The Hodges camped for 14 summers on the land in a tipi with an outdoor kitchen while they built their house, planted gardens, and home-schooled their children. The completed Hodge home still is off the grid.

Out of the 162 acres, about one acre is terraced to accommodate the main herb garden below the family’s underground ferro-cement home, which Bill built. Echinacea grows on another quarter of an acre, mint flourishes by a pond, and more than 30 wild medicinal herbs sprout around the property’s three creeks and 20 springs. All of the water originates in the South Warner Wilderness or on their land.

“We’re pretty spoiled,” Hodge says.

Herbal benefits

A surprising number of herbs do well in this extreme, frost-prone location above the Great Basin. Hodge says they only are able to enjoy a 70- to 80-day growing season from July to September, and that means they don’t grow varieties that need babying.

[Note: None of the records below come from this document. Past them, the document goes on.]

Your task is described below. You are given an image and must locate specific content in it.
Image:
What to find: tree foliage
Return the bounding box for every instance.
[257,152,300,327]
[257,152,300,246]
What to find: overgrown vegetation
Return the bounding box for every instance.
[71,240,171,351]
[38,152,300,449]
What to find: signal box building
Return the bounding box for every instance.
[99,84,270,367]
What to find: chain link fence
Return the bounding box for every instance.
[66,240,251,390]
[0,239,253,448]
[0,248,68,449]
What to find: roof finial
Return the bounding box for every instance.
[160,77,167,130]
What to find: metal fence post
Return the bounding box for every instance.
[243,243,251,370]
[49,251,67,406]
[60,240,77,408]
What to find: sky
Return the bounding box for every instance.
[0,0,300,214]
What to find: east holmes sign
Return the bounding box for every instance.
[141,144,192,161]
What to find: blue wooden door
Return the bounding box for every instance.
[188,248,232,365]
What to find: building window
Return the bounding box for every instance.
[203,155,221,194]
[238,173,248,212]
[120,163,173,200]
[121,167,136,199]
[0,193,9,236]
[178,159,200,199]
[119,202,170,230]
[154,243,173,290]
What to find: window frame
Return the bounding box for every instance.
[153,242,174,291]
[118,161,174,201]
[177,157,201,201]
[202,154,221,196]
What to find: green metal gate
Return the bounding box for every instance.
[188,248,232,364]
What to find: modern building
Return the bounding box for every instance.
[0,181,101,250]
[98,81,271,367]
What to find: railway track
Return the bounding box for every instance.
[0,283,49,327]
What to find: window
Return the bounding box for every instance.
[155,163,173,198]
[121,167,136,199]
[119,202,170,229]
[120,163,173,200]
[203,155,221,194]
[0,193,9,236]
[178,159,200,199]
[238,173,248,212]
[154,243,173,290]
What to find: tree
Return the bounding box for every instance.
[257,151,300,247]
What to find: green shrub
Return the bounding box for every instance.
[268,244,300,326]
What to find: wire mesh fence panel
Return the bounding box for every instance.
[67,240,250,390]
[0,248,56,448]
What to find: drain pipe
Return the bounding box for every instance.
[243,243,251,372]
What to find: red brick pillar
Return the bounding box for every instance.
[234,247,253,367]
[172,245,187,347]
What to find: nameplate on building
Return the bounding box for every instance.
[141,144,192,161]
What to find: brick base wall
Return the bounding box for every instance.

Eagle Peak Herbals cultivates wild, high-desert and mountain herbs such as Osha, a sacred Native American plant used for coughs and respiratory ailments; Lomatium dissectum, or desert parsley, used for its antiviral and antibacterial properties; elderberry for colds and flu; stinging nettle for food and to assist the kidneys, urinary tract, and allergies; marshmallow for sore throats and skin issues; skullcap for sleep and anxiety; echinacea for immune boosting and upper respiratory issues; and arnica for the external treatment of sprains, strains, and bruising.

Eagle Peak Herbals also specializes in endangered herbs from the Eastern U.S., including black cohosh, which traditionally is used as a hormone balancer and midwifery herb; sustainably grown goldenseal to aid infections; and mayapple for liver health.

Once the herbs are gathered, Tina and Bill take them fresh to their commercial kitchen in Surprise Valley to be extracted and preserved immediately to maintain their highest potency. For recipes that include ingredients not found on their land, the Hodge family buys from local, organic farms. The baby ginger for their Honey Rose Fire Cider comes from Custom Gardens in Silver Springs, Nevada’s first certified organic farm, and garlic for the same recipe comes from Lattin Farms in Fallon. Any fresh produce is purchased from the Great Basin Community Food Co-op’s DROPP program in Reno.

“We try to support local and then we sell our products back to the local community,” Hodge says. “It’s a big circle.”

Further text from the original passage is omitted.